Madrid.-
El Gobierno español ha aprobado una partida de 30.000 euros destinada a la defensa jurídica de los ciudadanos españoles acusados en el extranjero de delitos que podrían conllevar la pena de muerte. Esta medida se aplica ante situaciones críticas, como la de un compatriota actualmente en Egipto.
La persona en cuestión es Ahmed el Saadany Ghaly, de nacionalidad española, quien fue condenado en 2017 por el asesinato de su cuñado en la ciudad egipcia de Damietta.
Desde España, se han realizado reiteradas gestiones ante las autoridades egipcias para solicitar la conmutación de la pena capital impuesta a Ghaly, quien ha negado los hechos y ha denunciado haber sido sometido a torturas durante los interrogatorios.

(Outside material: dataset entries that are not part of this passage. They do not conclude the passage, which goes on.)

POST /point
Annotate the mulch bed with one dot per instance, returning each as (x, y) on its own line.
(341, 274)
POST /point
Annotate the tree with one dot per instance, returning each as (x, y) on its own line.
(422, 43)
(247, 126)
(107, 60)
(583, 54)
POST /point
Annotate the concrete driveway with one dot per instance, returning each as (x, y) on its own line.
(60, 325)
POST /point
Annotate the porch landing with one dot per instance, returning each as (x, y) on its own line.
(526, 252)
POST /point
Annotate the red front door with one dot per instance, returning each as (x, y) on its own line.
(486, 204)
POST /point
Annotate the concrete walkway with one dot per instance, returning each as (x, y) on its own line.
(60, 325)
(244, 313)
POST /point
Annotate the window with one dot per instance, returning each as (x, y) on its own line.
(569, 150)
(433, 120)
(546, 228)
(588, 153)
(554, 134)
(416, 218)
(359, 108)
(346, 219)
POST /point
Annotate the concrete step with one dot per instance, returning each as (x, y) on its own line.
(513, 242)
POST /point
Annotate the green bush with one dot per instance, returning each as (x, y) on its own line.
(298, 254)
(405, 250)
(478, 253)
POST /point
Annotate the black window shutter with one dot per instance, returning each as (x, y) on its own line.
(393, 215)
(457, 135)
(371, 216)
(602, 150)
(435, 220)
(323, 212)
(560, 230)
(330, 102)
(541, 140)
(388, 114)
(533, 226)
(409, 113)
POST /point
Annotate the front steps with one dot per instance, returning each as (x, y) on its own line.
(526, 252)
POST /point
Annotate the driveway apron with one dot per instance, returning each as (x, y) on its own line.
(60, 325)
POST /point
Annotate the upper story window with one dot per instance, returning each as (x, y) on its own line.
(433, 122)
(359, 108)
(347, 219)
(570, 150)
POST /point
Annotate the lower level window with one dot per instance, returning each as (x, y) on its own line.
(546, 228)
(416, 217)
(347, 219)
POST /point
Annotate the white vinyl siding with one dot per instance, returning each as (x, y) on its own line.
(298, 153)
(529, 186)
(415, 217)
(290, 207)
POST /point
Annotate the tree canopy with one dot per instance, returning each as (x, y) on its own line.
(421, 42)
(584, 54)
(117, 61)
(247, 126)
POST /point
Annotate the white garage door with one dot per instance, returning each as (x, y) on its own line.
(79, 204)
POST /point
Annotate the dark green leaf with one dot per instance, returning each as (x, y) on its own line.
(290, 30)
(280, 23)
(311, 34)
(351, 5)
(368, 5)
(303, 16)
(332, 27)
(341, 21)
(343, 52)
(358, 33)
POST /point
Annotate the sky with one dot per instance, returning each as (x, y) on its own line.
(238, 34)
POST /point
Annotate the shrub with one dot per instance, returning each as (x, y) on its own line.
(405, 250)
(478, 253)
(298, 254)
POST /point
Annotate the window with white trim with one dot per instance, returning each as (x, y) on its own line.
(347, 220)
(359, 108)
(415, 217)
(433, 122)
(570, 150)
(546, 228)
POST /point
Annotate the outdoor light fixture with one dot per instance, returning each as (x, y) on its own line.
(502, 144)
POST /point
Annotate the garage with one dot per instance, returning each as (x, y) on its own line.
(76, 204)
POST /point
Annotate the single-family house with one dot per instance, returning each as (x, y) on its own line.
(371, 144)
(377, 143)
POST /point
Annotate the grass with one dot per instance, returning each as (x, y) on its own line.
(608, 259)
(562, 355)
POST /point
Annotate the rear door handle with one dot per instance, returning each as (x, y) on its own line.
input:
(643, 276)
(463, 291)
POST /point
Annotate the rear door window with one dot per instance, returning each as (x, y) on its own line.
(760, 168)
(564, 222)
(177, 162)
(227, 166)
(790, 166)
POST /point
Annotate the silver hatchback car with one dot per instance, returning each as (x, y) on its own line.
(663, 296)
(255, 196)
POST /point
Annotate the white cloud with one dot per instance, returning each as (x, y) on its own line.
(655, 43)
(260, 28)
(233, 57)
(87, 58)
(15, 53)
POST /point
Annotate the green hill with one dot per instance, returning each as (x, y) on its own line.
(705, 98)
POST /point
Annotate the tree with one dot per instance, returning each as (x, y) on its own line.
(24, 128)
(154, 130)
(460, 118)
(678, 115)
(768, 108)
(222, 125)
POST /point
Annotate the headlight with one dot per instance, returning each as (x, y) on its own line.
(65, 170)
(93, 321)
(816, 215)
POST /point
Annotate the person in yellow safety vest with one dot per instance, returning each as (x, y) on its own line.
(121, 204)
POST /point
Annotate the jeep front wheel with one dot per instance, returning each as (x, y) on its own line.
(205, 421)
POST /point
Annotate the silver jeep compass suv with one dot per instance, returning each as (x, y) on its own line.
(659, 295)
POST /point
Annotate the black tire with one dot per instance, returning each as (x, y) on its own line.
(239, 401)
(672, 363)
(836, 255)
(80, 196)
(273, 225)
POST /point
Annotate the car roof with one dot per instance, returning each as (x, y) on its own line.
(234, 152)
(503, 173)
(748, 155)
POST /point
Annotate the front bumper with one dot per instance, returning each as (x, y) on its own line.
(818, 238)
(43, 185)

La ayuda financiera, ofrecida por el Ejecutivo, podrá ser solicitada hasta el 23 de mayo, según lo estipulado en el Boletín Oficial del Estado (BOE), donde fue publicada la semana pasada.
Javier Casado, director de la Fundación +34 Nunca Olvidados, entidad que brinda asistencia a españoles encarcelados en el extranjero «en situación de desamparo», explicó a EFE que la cuantía facilitada por el Ejecutivo está orientada principalmente al sistema judicial estadounidense. En dicho sistema, tras una condena a la pena capital, existe la posibilidad de presentar un recurso, un proceso que, según Casado, «cuesta un dineral».
Sin embargo, esta partida no está disponible para los ciudadanos españoles condenados a otras penas o aquellos que cumplen cadena perpetua en otros países, una situación que afecta a varios individuos.